To hear what Steven Tyler sounds like when he sings in the shower, you'll have to get the next Aerosmith CD. The album, to be released in the fall, is a blues record - a first for the band - and was partly recorded in guitarist Joe Perry's shower (another first).
"We drilled a hole in Joe's upstairs bathroom in his house, right down to the studio," explains Tyler. "We put a microphone up there, and I'm in the shower, singing. On one particular song, 'Bad Black Train,' that he sings, I'm up in the shower on harmonica.' "
Don't worry about the plumbing bills at Perry's place, the band can easily afford them.
In their 32-year career, Aerosmith has sold more than 70 million albums, thanks in great measure to pop instincts that gave them hits such as "Livin' on the Edge," "Walk This Way," and "I Don't Want to Miss A Thing," the No. 1 with a bullet written by gun-for-hire songwriter Dianne Warren. But Tyler, who was awarded an honorary doctor of music degree by the Berklee College of Music this month, insists the band has always been rooted in the first indigenous music form of the United States.
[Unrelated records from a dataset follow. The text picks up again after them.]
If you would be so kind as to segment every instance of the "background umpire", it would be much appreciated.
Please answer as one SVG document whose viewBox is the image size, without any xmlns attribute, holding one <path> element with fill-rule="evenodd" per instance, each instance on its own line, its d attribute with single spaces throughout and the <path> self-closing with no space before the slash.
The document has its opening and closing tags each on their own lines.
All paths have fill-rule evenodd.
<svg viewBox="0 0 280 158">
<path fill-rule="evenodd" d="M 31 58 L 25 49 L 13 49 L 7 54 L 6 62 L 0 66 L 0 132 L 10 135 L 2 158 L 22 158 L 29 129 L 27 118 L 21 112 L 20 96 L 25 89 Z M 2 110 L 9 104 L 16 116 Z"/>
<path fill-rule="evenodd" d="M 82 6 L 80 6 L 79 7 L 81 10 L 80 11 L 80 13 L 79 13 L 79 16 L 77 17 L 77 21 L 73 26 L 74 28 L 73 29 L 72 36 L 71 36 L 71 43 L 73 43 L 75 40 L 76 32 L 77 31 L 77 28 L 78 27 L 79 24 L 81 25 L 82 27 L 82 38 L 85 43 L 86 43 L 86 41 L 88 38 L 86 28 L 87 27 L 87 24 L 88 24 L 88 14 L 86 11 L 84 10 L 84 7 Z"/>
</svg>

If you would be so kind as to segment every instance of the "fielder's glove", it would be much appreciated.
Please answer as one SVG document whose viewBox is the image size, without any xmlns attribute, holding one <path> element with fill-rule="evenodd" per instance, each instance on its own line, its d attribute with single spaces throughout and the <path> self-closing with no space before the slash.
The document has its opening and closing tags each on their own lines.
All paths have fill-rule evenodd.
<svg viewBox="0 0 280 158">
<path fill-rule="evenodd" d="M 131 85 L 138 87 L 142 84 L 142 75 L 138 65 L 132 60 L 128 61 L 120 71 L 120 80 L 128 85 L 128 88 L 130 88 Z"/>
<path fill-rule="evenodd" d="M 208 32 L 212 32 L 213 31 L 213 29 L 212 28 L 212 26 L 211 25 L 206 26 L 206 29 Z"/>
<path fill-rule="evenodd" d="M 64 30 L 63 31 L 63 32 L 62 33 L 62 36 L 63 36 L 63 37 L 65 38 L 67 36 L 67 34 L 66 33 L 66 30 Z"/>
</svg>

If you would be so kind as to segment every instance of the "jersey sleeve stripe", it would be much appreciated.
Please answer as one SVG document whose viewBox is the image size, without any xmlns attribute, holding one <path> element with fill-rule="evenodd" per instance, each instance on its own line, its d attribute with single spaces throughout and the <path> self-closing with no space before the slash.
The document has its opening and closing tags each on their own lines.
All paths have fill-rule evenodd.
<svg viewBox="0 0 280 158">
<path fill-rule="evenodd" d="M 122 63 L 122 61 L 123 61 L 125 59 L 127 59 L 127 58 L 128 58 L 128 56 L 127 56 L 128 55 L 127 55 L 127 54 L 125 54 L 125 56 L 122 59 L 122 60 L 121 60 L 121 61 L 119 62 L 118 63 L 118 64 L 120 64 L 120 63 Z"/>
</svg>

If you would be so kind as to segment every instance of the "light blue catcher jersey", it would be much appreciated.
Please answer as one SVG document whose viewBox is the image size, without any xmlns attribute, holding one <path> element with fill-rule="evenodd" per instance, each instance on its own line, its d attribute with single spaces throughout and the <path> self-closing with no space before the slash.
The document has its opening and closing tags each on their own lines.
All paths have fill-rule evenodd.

"Oddly enough, it's what we started out as, it's what we always have been, and it's almost like Aerosmith is that band in the closet," says the singer in a speaking voice that sounds uncannily similar to Al Pacino. "There have been people along the way who have faulted us for that," he says, and launches into an anecdote about how, in the '80s, a music industry honcho heard the guitar riff to "Love in an Elevator" and sniffly dismissed it: "Sounds like a bunch of blues riffs."